SPRING, Texas — A father seen cussing out deputies in a viral video claims his civil rights were violated. Harris County Precinct 4 Constable Mark Herman saw no wrong.
All involved agree bad information led to the near arrest of Clarence Evans, III last Wednesday.
“I was frightened,” he told KHOU 11 News. “I was terrified.”
But how it started left Evans, his family and lawyer at odds with cops.
“(The deputy) took two men with dreadlocks and decided that they were the same person,” said U.A. Lewis, Evans’ attorney.
“That is not profiling,” said Joe Gamaldi, president of Houston Police Officers’ Union. “That’s an officer doing his job.”
Evans claimed Deputy Garrett Lindley showed up alone wondering about the family’s dog and asking if the pet was missing.
“I told him that can’t be possible,” Evans said. “He said, 'OK, I’m just going to write a report and get out your hair.' He asked me for my (identification). I told him I didn’t feel I need to ID myself because I’m on my private property. So he asked me what’s your name. I told him my name is Clarence. That’s when he told me no, your name is Reg, and you have a warrant out of Louisiana.”
Evans’ wife recorded her husband cuss out the deputy who grabbed her husband’s arm while calling him Reg and Quentin. After looking at a photo of the actual fugitive, Lindley and a second deputy who showed up to help let Evans go.
“Only thing (the fugitive and I) had in common is dreds and our skin complexion,” Evans said.
Precinct 4 Constable Mark Herman told KHOU 11 Lindley did no wrong by responding to a tip called in by someone in the neighborhood. His job requires him to investigate.
“The deputy was there on official business based on a report that a wanted fugitive was near the location,” Pct. 4 Chief Deputy Donald Steward said in a statement. “The deputies left when they determined that this man was not the suspect they were seeking.”
Gamaldi said Evans should have complied.
“If this officer just rolled up without a call for service, without a civilian saying this is the guy with the warrant, I would feel very differently about this case,” Gamaldi said.

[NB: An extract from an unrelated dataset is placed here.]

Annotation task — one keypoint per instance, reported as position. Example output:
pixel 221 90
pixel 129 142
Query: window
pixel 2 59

Evans, though, felt Lindley lied upon his arrival and felt in danger. Evans also doubted a single deputy would show up to serve a warrant.
“Especially what just happened with HPD and (the raid where) two people lost their lives behind a warrant,” Evans said.
Last year, a grand jury no billed Lindley for his role in a shooting. Evans family now wants the deputy fired. Constable Herman saw no reason for such action. He pointed out Evans filed no formal complaint about what happened last week.
Evans’ lawyer said they are still gathering information and could file complaints and/or a lawsuit.